制服姿から一変、黒色のパンツスーツに身を包んで登場した久保。「化粧はTiktokを見ながら勉強中です」と笑顔で明かした。
東京で母と愛犬“ふうた”との生活もスタート。「ようやく、家から練習場所の行き方にも慣れてきた。新宿や表参道の都会を感じてみたい」と話す。
初任給の使い道については、「積水化学の先輩からアドバイスをもらったので、お母さんに美味しいご飯を奢ってあげたい」と笑顔を見せた。さらに、どんな大人になりたいかと尋ねられると「自分の名前も凛なので、“凛”とした大人になって、競技者としても社会人としても成長したい」と目を輝かせた。
実業団一年目の目標には今年の秋に愛知県で開催されるアジア大会と、8月のU20世界選手権での優勝を掲げる。「0.1秒でも自己ベストを更新したい」と力強く話した。
東大阪大敬愛高校時代にはインターハイ三連覇を達成。高校2年時には、女子としては初の1分台を叩き出し、19年ぶりに日本記録を塗り替えた。高校3年時には1分59秒52をマークし自らその記録を更新。東京世界陸上にも出場した。
積水化学に所属しながら、練習の拠点は元800m日本記録保持者の横田真人氏が代表を務める「TWOLAPS TC」におく。

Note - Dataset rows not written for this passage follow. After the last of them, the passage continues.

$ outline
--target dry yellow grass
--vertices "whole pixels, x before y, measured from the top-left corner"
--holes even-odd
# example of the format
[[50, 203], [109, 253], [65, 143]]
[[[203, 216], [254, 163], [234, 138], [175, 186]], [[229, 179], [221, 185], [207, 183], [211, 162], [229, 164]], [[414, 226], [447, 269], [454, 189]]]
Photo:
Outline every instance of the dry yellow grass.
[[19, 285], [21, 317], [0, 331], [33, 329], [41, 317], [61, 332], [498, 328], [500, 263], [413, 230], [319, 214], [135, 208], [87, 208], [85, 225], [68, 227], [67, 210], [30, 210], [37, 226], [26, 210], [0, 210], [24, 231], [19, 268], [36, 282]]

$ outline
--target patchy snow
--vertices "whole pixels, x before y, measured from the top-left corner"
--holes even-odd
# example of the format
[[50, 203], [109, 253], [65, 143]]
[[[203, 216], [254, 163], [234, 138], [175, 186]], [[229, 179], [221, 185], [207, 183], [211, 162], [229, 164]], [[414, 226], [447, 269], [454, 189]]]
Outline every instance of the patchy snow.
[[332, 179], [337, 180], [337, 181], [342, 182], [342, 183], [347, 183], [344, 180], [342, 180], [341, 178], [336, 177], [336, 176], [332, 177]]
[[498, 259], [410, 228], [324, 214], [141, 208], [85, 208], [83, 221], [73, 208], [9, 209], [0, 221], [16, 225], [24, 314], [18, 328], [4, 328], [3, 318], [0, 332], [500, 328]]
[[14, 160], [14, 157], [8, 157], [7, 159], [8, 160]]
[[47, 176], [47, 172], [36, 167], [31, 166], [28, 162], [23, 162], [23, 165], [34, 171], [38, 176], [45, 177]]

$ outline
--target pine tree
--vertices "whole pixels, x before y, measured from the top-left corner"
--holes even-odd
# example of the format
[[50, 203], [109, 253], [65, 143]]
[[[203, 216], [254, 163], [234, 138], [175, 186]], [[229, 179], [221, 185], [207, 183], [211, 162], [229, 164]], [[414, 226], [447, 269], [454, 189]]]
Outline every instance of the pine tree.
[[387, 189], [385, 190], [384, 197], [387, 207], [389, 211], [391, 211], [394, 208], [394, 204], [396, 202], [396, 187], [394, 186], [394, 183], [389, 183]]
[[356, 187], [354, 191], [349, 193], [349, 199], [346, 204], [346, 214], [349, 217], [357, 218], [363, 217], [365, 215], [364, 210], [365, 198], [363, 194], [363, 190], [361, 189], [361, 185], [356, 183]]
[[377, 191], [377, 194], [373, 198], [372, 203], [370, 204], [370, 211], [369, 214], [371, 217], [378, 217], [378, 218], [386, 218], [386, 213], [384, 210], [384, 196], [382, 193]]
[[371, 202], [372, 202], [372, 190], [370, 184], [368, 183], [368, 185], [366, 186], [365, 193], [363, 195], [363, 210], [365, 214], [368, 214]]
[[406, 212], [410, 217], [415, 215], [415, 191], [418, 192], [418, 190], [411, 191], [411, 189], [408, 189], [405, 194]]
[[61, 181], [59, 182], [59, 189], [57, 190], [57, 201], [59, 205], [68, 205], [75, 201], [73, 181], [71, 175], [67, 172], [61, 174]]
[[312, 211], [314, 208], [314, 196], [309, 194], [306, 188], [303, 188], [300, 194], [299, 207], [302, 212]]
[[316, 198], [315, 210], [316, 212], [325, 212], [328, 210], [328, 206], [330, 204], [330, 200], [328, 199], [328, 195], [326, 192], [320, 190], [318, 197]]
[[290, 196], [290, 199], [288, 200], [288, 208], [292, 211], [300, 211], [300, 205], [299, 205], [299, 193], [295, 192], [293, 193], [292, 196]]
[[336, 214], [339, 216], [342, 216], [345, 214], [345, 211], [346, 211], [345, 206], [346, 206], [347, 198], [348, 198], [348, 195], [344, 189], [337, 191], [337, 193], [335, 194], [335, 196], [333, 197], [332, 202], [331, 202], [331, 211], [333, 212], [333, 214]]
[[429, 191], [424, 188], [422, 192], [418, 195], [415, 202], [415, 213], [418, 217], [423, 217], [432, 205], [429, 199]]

3月13日から練習を開始しており、横田氏は「将来的に1分53秒は狙える」とスピードや柔軟性、リズムが崩れない点など久保のバランスの良さに期待を寄せる。「五輪はもう2年後。世界との差や自分の強みをどう活かしていくかを意識したい」と既に、2028年ロサンゼルス五輪を意識している。
世界陸上マラソン代表経験のある新谷仁美(38)、佐藤早也伽(31)や5000m代表経験ある山本有真(25)をはじめ、世界で戦う選手を多く擁する積水化学。久保自身も、「すごい先輩がたくさんいるので、背中をみて学びたい。将来は五輪や世界陸上でメダルを獲れる選手になりたい」と、新天地でも更なる『世界』への挑戦を誓った。